Propagate listener task exceptions to the main loop. #3378

fselmo · 2024-05-03T22:38:40Z

What was wrong?

Closes #3375 (along with #3387)

How was it fixed?

As I understand it, the way asyncio works is each task operates under its own context. Directly communicating with another context and trying to immediately propagate an exception to the main loop, for example, does not seem to be a very straightforward thing to do surprisingly. For better or worse, I think when we poll for messages we should check if the listener task is done and, if it is, if an exception was set. If an exception was set then we can raise it in the main loop where we are polling for messages.

When we poll for messages, poll to see if the background task is finished.
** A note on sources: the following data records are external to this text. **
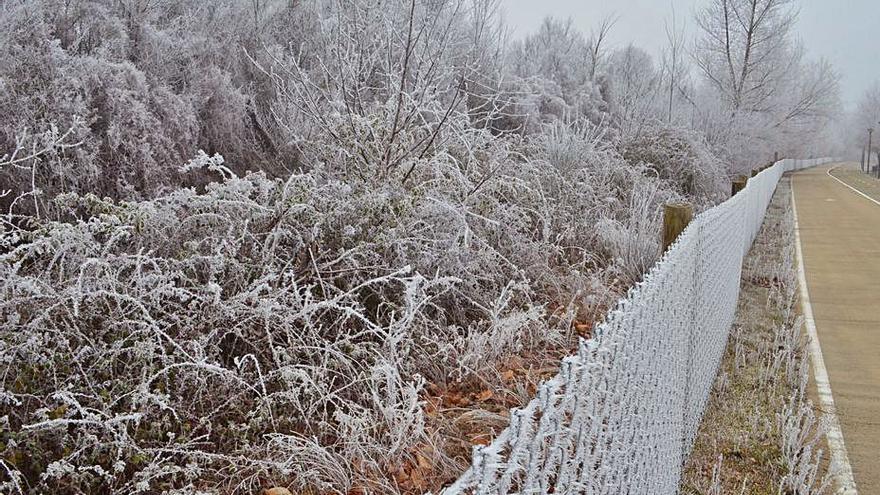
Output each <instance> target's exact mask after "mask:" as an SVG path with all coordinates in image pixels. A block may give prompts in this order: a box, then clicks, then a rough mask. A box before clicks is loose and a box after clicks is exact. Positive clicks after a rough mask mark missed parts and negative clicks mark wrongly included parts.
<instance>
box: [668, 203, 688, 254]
mask: <svg viewBox="0 0 880 495" xmlns="http://www.w3.org/2000/svg"><path fill="white" fill-rule="evenodd" d="M693 218H694V209H693V207H692V206H691V205H689V204H687V203H668V204H665V205H663V252H664V253H665V252H666V250H668V249H669V246H671V245H672V243H673V242H675V239H677V238H678V236H679V235H680V234H681V233H682V232H683V231H684V229H685V227H687V225H688V224H689V223H691V219H693Z"/></svg>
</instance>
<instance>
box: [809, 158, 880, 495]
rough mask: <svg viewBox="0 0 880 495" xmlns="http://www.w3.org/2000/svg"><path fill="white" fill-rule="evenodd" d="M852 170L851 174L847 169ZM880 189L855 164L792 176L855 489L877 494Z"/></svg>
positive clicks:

If it is, handle any exceptions in the main loop. On subscription streams, since we hang awaiting a message to appear in the subscription queue, we need to signal when the background task is done since no messages will be coming in and we will hang indefinitely. Push a new exception TaskNotRunning to the queue. Revamp the queue to raise when this is pushed to it. Handle this exception in the subscription polling.
Refactor some of the logic. When disconnecting persistent connection providers, shut down the listener task before closing the connection to avoid any sort of errors when the task is still trying to read from the closing connection.

I added some nice logging that really shouldn't be too noisy unless the connection is reconnecting all the time (which I forced for the example here).

INFO:web3.providers.WebSocketProvider:Connecting to: wss://mainnet.infura.io/ws/v3/c364...
INFO:web3.providers.WebSocketProvider:Successfully connected to: wss://mainnet.infura.io/ws/v3/c364...
INFO:web3.providers.WebSocketProvider:WebSocketProvider listener background task started. Storing all messages in appropriate request processor queues / caches to be processed.
newHeads sub_id: 0xad65c6e2aefa417dafda6999d0bd774b
INFO:web3.providers.WebSocketProvider:Subscription response queue synced with websocket message stream.
blocknum: 19829151
blocknum: 19829152
ERROR:web3.providers.WebSocketProvider:Connection interrupted, attempting to reconnect...
INFO:web3.providers.WebSocketProvider:Message listener background task successfully shut down.
INFO:web3.providers.WebSocketProvider:Successfully disconnected from: wss://mainnet.infura.io/ws/v3/c364...
INFO:web3.providers.WebSocketProvider:Connecting to: wss://mainnet.infura.io/ws/v3/c364...
INFO:web3.providers.WebSocketProvider:Successfully connected to: wss://mainnet.infura.io/ws/v3/c364...
INFO:web3.providers.WebSocketProvider:WebSocketProvider listener background task started. Storing all messages in appropriate request processor queues / caches to be processed.
newHeads sub_id: 0x718852a668ed437fbdc86243db929405
blocknum: 19829153
blocknum: 19829154
ERROR:web3.providers.WebSocketProvider:Connection interrupted, attempting to reconnect...
INFO:web3.providers.WebSocketProvider:Message listener background task successfully shut down.
INFO:web3.providers.WebSocketProvider:Successfully disconnected from: wss://mainnet.infura.io/ws/v3/c364...
INFO:web3.providers.WebSocketProvider:Connecting to: wss://mainnet.infura.io/ws/v3/c364...
INFO:web3.providers.WebSocketProvider:Successfully connected to: wss://mainnet.infura.io/ws/v3/c364...
INFO:web3.providers.WebSocketProvider:WebSocketProvider listener background task started. Storing all messages in appropriate request processor queues / caches to be processed.
newHeads sub_id: 0xf46690d2853c4afba527ac71dd1915e0
blocknum: 19829155
...

Bonus:

I've been meaning to do this for some time and I think this is an appropriate time. Refactor the commonality of the listener task down to the base PersistentConnectionProvider class and define provider-specific methods that either need to be implemented or can be overridden to fine-tune logic specific to each persistent connection provider. This keeps things quite a bit DRYer.

Todo:

Clean up commit history
Add or update documentation related to these changes
Add entry to the release notes

Cute Animal Picture

fselmo · 2024-05-03T23:27:13Z

I'm actually going to re-structure this a bit. Will ping for review when ready again.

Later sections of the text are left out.